日本国内の経済政策を考える時にも、歴史的な視座とグローバルな発想が必要です。

 昨日のブログが言葉足らずだったかもしれませんが、派遣労働の規制緩和に問題があったことは当然の前提です。しかし、歴史的に考えれば、グローバルな競争によって、企業はどのようにしてでも従業員の名目賃金を下げる方向で動いたはずです。

 自由経済のわが国では、そのことを政府が禁止することはできませんし、仮にそのように誘導すれば、企業は工場のみならず、本社も海外に移すだけのことです。
 
 グローバリゼーションとはそのような厳しいものなのですが、2009年はその方向が変化する年であると考えています。

 1995年に、アメリカはそれまでの政策を逆転して、強いドル戦略によって「アメリカ金融帝国」を誕生させました。ドル安で輸出を振興するよりも、ドル高で自国の株や債権を買わせることで経常収支の赤字問題を解決することにしたのです。

 しかし、2008年 サブプライムローンの破綻により、アメリカ金融帝国が崩壊しました。もはや、これまでのような「マネーゲーム」は不可能です。
 
 それでも、95年当時の金融資産64兆ドルがピーク時187兆ドル。サブプライム危機で20兆ドル消えても、まだ167兆ドル残っています。これからはこの増加分100兆ドルが「実物投資」に向かいます。

 その対象はBRICs(人口30億人)と脱石油・石炭エネルギーへの投資です。

 現在先進国(人口10億人)のGDPは40兆ドルで、BRICsは20兆ドル。しかし、今後、仮に先進国が1%、BRICsが7%で成長すれば、20年後には同じ60兆ドルになり、その後は追い越されます。

 「近代」とは、16〜17世紀にかけて、資本と国家の利害が一致した時代です。企業が儲かれば、税金で国家がうるおうからです。そして、18世紀末のフランス革命以降、資本=国家=国民(福祉―大きな政府)の利害が一致しました。
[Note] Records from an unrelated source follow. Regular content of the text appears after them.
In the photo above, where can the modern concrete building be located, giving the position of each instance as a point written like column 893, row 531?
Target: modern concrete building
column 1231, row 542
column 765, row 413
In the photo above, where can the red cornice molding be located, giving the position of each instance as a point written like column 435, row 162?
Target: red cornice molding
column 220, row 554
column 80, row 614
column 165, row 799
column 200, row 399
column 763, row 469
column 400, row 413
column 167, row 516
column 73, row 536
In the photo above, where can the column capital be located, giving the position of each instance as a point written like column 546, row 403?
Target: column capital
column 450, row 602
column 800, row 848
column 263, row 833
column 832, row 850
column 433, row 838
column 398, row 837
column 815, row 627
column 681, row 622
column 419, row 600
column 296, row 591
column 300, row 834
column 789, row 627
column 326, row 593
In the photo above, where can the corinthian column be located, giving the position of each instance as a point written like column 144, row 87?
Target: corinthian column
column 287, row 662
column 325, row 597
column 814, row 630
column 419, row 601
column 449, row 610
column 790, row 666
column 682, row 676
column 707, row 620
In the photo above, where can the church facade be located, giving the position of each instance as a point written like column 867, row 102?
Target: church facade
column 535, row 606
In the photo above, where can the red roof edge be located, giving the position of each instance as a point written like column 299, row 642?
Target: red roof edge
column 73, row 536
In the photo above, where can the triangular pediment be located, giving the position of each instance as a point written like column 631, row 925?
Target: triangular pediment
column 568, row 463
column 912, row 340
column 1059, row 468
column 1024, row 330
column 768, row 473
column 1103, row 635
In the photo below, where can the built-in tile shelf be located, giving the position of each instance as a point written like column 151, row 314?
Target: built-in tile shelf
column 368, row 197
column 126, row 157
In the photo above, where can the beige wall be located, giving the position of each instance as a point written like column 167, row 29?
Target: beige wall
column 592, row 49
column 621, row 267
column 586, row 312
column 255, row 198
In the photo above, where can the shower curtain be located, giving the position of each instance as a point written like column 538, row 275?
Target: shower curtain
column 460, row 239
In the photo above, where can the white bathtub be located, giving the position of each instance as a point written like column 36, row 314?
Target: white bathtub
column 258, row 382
 これから、まさにBRICs諸国は「近代」に向かうのです。

 昨年までのグローバリゼーションはアメリカンスタンダードの押し付けによるマネーゲームを意味しました。これからのグローバリゼーションは、BRICsに対する「実物投資」の時代に入ります。「実物経済」なら、日本にとって、決して不利な戦いではありません。

 振り返れば、近代の前の15〜16世紀には、ロシア、インド、中国、トルコの4大帝国が世界を支配していました。これから、ある意味、その時代が復活すると腹をくくって、特にアジアのインド、中国としたたかに付き合っていくしか私たちの生きる道はないのです。

 グローバリゼーションの光と影の両方に立ち向かいましょう。そのために、セイフティーネットの整備などのサポートをするのが政治の仕事だと考えます。

             私たちのために。
             私たちの子供たちのために。  
             私たちの大切な人のために・・・。
             信じられない政治に終止符を打つ。
             そして、信じられる政治を創るために。